Vyncke NV is a fourth generation Belgian global family business that originated in Flanders with over 350 employees in Belgium, Brazil, China, Czech Republic, Germany, Malaysia, Spain, and Thailand.

The company was founded in 1912 by Louis Vyncke to design and build steam energy plants to burn biomass and waste into thermal energy and electrical power. The energy is delivered in a combination of steam, hot water, thermal oil, hot gas, or electricity, depending on the industrial process.

History 
In 1912 Louis Vyncke settled as a blacksmith in Gullegem. He invested all his money in a workshop, but in 1914 he had to serve the army during World War I. In his absence, his wife Flavie was left with 2 children and in 1915, the workshop burned down. After the war, Louis acquired more skills and earnings as an employee in France. By the 1920s, the local flax industry in Flanders was flourishing. There was a rising demand for steam boilers to separate flax fibres with hot water. Louis Vyncke dused his blacksmith skills to build and repair riveted boilers in a new workshop at the Moorseelse Kassei in Gullegem. Flax was readily available at the time and could easily be transported, the leftover straw waste were burned by the boilers and the fibres were used in the textile industry.

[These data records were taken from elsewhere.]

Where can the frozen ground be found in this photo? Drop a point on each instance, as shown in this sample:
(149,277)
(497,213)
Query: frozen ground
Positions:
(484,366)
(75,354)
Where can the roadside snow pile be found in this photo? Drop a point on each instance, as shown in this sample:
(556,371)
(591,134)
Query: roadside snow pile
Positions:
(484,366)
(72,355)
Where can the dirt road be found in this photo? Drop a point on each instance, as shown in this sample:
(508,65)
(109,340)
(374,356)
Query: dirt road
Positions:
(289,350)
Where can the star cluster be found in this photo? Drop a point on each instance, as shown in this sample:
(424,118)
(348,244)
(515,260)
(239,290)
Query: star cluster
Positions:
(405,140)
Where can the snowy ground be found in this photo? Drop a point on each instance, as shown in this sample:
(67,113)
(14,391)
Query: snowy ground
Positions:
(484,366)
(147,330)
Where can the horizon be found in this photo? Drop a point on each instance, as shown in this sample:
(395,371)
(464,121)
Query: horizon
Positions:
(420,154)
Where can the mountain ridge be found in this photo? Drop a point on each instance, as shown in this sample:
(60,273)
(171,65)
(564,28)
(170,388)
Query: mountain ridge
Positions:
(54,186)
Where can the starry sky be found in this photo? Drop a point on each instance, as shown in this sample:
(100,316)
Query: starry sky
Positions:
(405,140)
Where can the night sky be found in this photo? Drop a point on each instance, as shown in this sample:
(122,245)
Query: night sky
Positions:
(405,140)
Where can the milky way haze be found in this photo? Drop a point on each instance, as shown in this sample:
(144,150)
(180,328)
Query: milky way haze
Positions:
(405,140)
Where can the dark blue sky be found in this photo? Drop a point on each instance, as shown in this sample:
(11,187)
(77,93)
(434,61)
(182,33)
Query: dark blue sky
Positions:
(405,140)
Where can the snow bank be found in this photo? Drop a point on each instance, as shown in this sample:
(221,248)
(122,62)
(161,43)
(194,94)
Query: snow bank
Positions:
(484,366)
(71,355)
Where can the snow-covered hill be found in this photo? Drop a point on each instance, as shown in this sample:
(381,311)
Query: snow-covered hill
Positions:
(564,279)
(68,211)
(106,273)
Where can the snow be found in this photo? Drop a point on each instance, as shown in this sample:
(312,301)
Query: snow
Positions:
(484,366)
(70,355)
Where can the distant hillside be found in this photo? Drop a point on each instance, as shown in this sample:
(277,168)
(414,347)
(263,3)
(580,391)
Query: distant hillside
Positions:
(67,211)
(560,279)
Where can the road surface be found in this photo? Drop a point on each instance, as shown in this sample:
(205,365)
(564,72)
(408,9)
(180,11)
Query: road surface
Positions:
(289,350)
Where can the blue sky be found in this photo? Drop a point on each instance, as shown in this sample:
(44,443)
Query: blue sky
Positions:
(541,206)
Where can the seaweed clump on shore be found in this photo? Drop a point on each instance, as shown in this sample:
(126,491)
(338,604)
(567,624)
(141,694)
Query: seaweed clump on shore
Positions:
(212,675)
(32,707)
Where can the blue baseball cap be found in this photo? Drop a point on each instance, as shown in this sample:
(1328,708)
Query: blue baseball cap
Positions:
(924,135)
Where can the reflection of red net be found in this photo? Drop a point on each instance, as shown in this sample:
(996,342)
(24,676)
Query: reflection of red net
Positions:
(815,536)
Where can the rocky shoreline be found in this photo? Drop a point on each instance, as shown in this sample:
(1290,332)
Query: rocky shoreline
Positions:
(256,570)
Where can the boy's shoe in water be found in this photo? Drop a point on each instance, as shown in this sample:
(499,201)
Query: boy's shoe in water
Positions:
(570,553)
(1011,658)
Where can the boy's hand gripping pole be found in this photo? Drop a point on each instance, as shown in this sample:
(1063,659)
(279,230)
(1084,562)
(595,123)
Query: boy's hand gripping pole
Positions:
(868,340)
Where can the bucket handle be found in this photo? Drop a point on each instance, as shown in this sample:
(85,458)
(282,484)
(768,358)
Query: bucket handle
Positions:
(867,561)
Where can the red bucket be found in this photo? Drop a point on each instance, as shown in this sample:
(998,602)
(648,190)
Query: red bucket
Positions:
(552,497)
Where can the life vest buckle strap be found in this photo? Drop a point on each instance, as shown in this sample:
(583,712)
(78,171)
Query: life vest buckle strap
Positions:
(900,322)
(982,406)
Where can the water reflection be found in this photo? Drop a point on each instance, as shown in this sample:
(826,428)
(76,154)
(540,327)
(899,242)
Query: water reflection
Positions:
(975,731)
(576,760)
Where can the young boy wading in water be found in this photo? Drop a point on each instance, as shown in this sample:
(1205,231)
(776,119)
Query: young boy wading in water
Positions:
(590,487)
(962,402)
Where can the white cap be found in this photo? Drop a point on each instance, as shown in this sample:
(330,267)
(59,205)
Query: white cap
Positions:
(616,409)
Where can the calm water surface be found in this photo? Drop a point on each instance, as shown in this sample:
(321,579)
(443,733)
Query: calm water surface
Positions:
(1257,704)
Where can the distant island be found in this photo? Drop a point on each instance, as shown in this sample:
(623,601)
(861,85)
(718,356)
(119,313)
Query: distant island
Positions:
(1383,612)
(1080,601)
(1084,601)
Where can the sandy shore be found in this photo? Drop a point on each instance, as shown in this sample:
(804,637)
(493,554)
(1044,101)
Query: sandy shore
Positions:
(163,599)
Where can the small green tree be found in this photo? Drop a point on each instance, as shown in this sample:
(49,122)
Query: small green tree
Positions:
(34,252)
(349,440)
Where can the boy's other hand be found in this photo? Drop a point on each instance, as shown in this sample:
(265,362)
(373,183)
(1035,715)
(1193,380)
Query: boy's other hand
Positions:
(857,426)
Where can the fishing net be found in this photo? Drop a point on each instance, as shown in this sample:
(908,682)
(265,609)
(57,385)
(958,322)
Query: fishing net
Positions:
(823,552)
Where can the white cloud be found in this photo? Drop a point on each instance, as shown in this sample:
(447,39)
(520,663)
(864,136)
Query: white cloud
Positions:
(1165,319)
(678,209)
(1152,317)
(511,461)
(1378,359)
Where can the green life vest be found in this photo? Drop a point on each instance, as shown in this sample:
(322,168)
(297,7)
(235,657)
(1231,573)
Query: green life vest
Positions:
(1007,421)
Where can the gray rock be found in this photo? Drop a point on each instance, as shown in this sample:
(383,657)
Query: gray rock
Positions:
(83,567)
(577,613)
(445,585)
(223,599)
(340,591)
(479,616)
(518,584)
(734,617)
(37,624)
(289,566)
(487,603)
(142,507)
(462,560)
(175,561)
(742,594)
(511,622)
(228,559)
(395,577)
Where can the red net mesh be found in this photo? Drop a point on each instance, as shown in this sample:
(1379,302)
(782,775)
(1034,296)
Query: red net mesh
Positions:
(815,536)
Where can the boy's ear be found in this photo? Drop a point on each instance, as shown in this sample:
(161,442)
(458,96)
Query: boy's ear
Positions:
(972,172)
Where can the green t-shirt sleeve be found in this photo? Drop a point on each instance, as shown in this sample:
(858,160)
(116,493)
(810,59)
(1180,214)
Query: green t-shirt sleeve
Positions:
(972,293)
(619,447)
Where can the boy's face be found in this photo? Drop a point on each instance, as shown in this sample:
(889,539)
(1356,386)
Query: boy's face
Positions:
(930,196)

After World War II, flax waste became the raw material for fiberboard production, which attracted new customers. The business expanded rapidly and in 1956, sons Michel and René moved to a new office and factory in Harelbeke (current headquarters). 

Michel Vyncke expanded the boiler manufacturing business across West Flanders and the North of France. When Michel died in 1972, the youngest son Dirk Vyncke continued to lead the family company.

The 1973 oil crisis was an opportunity for Dirk Vyncke to convert the company into a global player, to turn biomass and waste into green and clean energy. In 1992 the enterprise became an NV.

Current activities 

Peter Vyncke and his brother Dieter became Co-CEO in 2002. The board of directors consists of Peter De Keyzer, Alexander Dewulf, Els Verbraecken, Johan Van Den Driessche, and Farhad Forbes.

Vyncke’s activities range across three market segments: food and agriculture, wood, and recovered fuels. Its international business is distributed 3% Belgium (3%), Europe (45%), and outside EU with a strong presence in South-America and Asia (52%).

Vyncke participates in several international joint ventures: PetroBio, Forbes Vyncke, Callens Vyncke, Trasmec, and Panel Alliance; all serving in the energy and processing industry. In 2016 Vyncke was awarded the Enterprise of the year title by an organization of consultancy firm EY in collaboration with the business newspaper De Tijd and the bank BNP Paribas Fortis.